Write the component.

Now you are ready to write the component. Step by step you should then be able to see each story display the component as it should look in that state. This is the equivalent of the TDD step of seeing your tests pass one by one.

Be sure to look over all the stories and when they are all good, that means all your visual tests have passed, and the component is complete!

// button.jsx

import React from "react";

export function Button({ id, color = "tomato", disabled, children }) {
const style = {
backgroundColor: color,
padding: "1rem",
borderRadius: "1rem",
border: 0,
};

return (
<button id={id} style={style}>
{children}
</button>
);
}

An instance of Storybook running locally. Screenshot. An instance of Storybook running locally. Screenshot.

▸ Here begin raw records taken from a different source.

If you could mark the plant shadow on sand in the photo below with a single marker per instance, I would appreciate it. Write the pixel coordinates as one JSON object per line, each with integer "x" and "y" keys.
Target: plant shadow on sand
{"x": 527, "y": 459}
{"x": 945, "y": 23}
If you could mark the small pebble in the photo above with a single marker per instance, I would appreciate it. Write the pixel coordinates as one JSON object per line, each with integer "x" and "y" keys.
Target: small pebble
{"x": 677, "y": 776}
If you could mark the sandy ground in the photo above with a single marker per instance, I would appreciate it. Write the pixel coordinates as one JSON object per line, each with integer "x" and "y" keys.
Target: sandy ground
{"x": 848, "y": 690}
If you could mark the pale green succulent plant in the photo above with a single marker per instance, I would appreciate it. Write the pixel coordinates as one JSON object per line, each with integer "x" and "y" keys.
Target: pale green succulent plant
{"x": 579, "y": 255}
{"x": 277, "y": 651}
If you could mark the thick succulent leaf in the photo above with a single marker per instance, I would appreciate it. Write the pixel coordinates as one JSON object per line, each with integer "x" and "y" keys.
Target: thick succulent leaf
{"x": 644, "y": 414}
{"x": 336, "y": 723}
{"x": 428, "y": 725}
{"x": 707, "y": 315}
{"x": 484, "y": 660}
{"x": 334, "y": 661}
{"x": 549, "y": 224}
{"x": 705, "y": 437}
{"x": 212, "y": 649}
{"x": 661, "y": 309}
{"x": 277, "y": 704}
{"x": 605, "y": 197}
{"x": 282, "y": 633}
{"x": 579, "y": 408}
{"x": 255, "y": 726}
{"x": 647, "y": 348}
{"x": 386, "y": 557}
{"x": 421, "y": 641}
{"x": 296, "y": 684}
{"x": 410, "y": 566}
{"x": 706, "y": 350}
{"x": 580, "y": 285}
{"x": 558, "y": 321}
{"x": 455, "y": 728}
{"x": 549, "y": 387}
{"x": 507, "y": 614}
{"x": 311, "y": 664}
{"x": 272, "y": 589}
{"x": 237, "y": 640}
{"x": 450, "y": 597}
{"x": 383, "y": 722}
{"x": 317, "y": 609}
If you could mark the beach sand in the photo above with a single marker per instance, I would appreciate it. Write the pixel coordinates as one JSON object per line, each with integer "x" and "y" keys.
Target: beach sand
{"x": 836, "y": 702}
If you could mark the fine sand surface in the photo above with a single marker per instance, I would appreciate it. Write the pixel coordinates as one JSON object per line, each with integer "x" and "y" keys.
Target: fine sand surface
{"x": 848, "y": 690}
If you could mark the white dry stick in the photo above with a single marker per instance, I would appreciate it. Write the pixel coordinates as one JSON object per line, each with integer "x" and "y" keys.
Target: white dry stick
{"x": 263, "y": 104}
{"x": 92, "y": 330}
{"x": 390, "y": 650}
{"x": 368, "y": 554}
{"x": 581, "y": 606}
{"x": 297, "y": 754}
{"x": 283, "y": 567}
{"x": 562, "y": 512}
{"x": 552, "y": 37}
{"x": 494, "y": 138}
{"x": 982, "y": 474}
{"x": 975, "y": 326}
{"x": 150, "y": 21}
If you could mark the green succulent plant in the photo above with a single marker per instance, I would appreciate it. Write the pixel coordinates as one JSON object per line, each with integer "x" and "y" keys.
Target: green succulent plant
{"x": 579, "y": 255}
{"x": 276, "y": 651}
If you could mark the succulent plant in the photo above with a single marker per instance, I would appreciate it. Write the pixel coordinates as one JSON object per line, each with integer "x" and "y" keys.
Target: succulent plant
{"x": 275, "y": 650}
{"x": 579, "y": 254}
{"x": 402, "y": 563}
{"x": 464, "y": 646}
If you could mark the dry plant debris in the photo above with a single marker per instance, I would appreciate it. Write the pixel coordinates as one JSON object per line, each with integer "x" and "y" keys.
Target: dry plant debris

Now the color works, but not yet the disabled state...

// button.jsx

import React from "react";

export function Button({ id, color = "tomato", disabled, children }) {
const style = {
backgroundColor: disabled ? "lightgray" : color,
padding: "1rem",
borderRadius: "1rem",
border: 0,
};

return (
<button id={id} disabled={disabled} style={style}>
{children}
</button>
);
}

An instance of Storybook running locally. Screenshot. An instance of Storybook running locally. Screenshot.

Now all stories checks out and the component is complete!

Writing story driven code

The benefits of this method of story driven development are several.

Conclusion

Treating Storybooks stories as tests brings TDD to the frontend in a way that was previously hard or complicated. And since it's really just a matter of mindset, story driven development is something that anyone who already uses Storybook can adopt in a matter of minutes.

By the way...

Storybook just released the beta version of their interactive stories. This means that you can test behavior, as well as looks. You Story driven development just got even more powerful!